Затем камера поймала и увеличила для Растова чайный стаканчик. Автопереведенная надпись на фарси гласила: «Чай зеленый крупнолистовой «Блаженство», первый сорт».
«Значит, нора клонская», – заключил майор.
От этой мысли ему неожиданно сильно полегчало. Очень уж он не любил столкновений с отечественными тайнами, одновременно и опасными, и какими-то… свинцовыми.
Танки ударили еще два раза и полностью выломали погнувшуюся бронедверь, чтобы не мешала.
За ней тоннель расходился на два, причем оба рукава круто изгибались. Один рукав уходил налево, другой – направо и вниз. Ни людей, ни техники – только несколько больших ящиков, неловко выпирающих из слишком тесных для них ниш.
Илютин был тут как тут.
– Растов, это вы вторые двери… гм-гм… открыли?

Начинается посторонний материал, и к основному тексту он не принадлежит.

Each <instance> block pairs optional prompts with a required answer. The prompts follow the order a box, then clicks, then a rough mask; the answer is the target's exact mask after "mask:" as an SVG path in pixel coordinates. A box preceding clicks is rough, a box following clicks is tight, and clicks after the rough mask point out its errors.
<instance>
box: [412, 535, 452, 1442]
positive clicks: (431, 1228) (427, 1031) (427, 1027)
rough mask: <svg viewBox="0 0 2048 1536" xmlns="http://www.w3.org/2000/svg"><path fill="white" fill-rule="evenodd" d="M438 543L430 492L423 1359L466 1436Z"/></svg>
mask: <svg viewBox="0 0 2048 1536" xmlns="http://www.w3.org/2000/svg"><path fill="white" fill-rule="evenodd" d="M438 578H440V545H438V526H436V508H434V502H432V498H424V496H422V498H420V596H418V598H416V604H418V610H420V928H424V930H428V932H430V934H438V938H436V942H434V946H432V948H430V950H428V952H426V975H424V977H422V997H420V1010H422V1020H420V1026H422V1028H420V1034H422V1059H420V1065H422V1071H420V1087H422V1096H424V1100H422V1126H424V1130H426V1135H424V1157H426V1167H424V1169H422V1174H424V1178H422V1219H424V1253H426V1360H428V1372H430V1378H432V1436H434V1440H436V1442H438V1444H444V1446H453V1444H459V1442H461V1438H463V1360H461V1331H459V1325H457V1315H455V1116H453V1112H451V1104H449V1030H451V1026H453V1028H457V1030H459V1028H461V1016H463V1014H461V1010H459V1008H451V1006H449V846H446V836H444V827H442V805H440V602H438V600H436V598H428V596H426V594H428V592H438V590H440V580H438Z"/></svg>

– Ну как сказать – «вторые», «первые»… Те, которые в ста метрах от начала тоннеля.
– Значит, вторые.
– И что нам это дает?
– Надо… гм-гм… подумать… Стоп! – Голос Илютина резко изменился. – Дайте увеличение на вон тот зеленый ящик!
– Который в нише?
– Да-да!
Растов дал.
– Итить его налево! – воскликнул неожиданно сильно впечатленный Илютин. – Этот ящик – укупорка боевой части бомбы «Рух»! По крайней мере, он так маркирован!
Растов мгновенно сообразил, что к чему.
– Тоннель заминирован, верно? – спросил он Илютина.
– Верно… Слушай, майор, буду с тобой откровенен, чего за моим ведомством обычно не водится… Готов?
– Да.
– Тогда так. Если по правилам, я должен сейчас тебе скомандовать из тоннеля уходить. И дожидаться… гм-гм… моих саперов. Они в экзоскелетах зайдут, все разминируют. А ты будешь стоять на безопасном удалении от входа в тоннель… Но это по правилам. Которые не годятся. Потому что если вдруг из тоннеля выедет любой вшивый «Паланг», он моих саперов как тараканов… гм-гм… перебьет. Поэтому я хочу, чтобы ты продвинулся еще вперед и перекрыл оба тоннеля своими машинами.
Растов выдержал многозначительную паузу и наконец ответил:
– Я тоже буду с вами откровенен, товарищ майор госбезопасности. Если по правому борту от моего танка взорвутся три с половиной тонны силумита, а именно столько несет бомба «Рух», то броня может не выдержать. И тогда весь мой экипаж погибнет от тяжелой компрессионной травмы. Поэтому вопрос: что там внизу такого ценного, из-за чего имеет смысл рисковать жизнями моих людей?
– Вы же рисковали в Стальном Лабиринте, так?
– Рисковал… Забавно, что вы в курсе.
– Я в курсе. Так вот, майор: там, внизу, штука поважнее Стального Лабиринта.
– Считайте, заинтриговали.
«Динго» свернул в правый рукав тоннеля, аккуратно обминул ящик с боевой частью бомбы «Рух» и самым тихим ходом протянул вперед еще метров тридцать. Растов, Кобылин и Игневич во все глаза присматривались к каждой шероховатости стен, к каждому подозрительному пятну на полу.
Если клоны заминировали вход в подземную часть своей базы огромными бомбами, то резонно было предположить, что внутри таится еще множество смертоносных сюрпризов.
И это вовсе не обязательно должны быть килотонные адские машины.
Клонские саперы могли использовать и крошечные мины.
И напалм.
И подручные материалы: газовые баллоны, кислородные резервуары, емкости с маслом, канистры с топливом…
Но не только боязнь подрыва на фугасе обострила чувства Растова до предела. Майор и в самом деле был заинтригован словами Илютина о «штуках покруче Стального Лабиринта».
Воображение Растова рисовало маслом и акварелью.